Secondo l’art. 183 comma 1 lettera a) del D.Lgs. 152/06 si definisce rifiuto qualsiasi sostanza od oggetto di cui il detentore si disfi o abbia l’intenzione o l’obbligo di disfarsi.

I rifiuti vengono distinti in base all’origine (urbani o speciali) ed alla pericolosità (pericolosi e non pericolosi).

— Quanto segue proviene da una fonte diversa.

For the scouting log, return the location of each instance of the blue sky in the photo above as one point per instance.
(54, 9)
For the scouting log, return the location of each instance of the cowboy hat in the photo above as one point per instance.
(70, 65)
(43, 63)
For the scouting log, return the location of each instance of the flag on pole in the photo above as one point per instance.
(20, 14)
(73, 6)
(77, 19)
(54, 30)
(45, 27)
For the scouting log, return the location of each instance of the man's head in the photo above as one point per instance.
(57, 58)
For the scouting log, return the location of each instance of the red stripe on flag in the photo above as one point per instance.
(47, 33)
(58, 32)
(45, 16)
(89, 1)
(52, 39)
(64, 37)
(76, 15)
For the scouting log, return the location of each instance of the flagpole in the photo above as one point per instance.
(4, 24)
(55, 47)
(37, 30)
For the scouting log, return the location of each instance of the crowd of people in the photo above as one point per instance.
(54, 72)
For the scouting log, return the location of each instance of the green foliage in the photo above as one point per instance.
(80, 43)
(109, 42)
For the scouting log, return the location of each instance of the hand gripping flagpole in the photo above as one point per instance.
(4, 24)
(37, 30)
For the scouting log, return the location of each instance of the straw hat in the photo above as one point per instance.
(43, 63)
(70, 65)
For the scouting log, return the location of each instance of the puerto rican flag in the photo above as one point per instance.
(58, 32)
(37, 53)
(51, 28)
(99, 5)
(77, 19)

Qualsiasi produttore di rifiuti, come definito dal art.183 comma 1 lettera f del D.Lgs. 152/06, è soggetto ad una serie di oneri a proprio carico:

  • Caratterizzazione del rifiuto: il produttore deve attribuire, anche eventualmente affidandosi a laboratori accreditati per la caratterizzazione del rifiuto, il Codice Europeo dei Rifiuti (CER) a 6 cifre ad ogni rifiuto prodotto consultando l’Elenco CER del Catalogo Europeo dei Rifiuti, a cui si deve far riferimento a partire dal 1/06/2015 di cui alla decisione 214/955/UE. Inoltre saranno da identificare gli eventuali rifiuti pericolosi prodotti (rifiuti con CER contrassegnato da *, contenenti sostanze pericolose in determinate concentrazioni tali da conferire al medesimo rifiuto una o più caratteristiche di cui allegato I del Testo Unico Ambientale D.Lgs. 152/06),
  • Controllo delle autorizzazioni: verificare le autorizzazioni del trasportatore incaricato dell’impianto di recupero/smaltimento al quale spedisce il rifiuto. Il produttore rifiuti conserva l’onere del corretto avvio allo smaltimento o recupero fino alla destinazione finale senza possibilità di cessione a terzi la sua responsabilità;
  • Accertarsi del rispetto delle norme: accertarsi che i vari detentori di rifiuti (stoccatori, trasportatori etc.) abbiano rispettato le norme tecniche e le condizioni specifiche previste per la singola tipologia di rifiuti;
  • Corretta gestione del Deposito Temporaneo dei rifiuti, ossia il raggruppamento dei rifiuti effettuato prima della raccolta e smaltimento nel luogo in cui gli stessi vengono prodotti, così come definito dall’art. 183 comma 1 lettera bb) D.Lgs 152/06. Tale deposito deve essere predisposto per categorie omogenee di rifiuti che non possono essere miscelati e mischiati in uno stesso contenitore. Il deposito è mono-soggettivo, in quanto in caso di diverse imprese operanti nello stesso sito, non è possibile la creazione di un deposito temporaneo cumulativo. In caso di deposito di rifiuti pericolosi, deve essere vietato l’accesso ad estranei. Si ricorda che:
    • i rifiuti devono essere raccolti ed avviati alle operazioni di recupero o di smaltimento secondo una delle seguenti modalità alternative, a scelta del produttore dei rifiuti: con cadenza almeno trimestrale, indipendentemente dalle quantità in deposito; quando il quantitativo di rifiuti in deposito raggiunga complessivamente i 30 metri cubi di cui al massimo 10 metri cubi di rifiuti pericolosi. In ogni caso, allorché il quantitativo di rifiuti non superi il predetto limite all’anno, il deposito temporaneo non può avere durata superiore ad un anno;
    • devono essere rispettate le norme che disciplinano l’imballaggio e l’etichettatura delle sostanze pericolose;
    • i rifiuti contenenti gli inquinanti organici persistenti di cui al regolamento (CE) 850/2004, e successive modificazioni, devono essere depositati nel rispetto delle norme tecniche che regolano lo stoccaggio e l’imballaggio dei rifiuti contenenti sostanze pericolose e gestiti conformemente al suddetto regolamento;
  • Obbligo di tenuta e compilazione del Registro di carico-scarico per i soggetti di cui all’art. 190 comma 1 del D.Lgs. 152/06 su cui annotare le informazioni sulle caratteristiche qualitative e quantitative dei rifiuti. Ulteriori specifiche in merito alla corretta gestione dei Registri sono contenute nell’art. 190 del D.Lgs. 15/06;
  • Corretta gestione dei Formulari di Identificazione Rifiuti, come da indicazioni riportate al paragrafo precedente.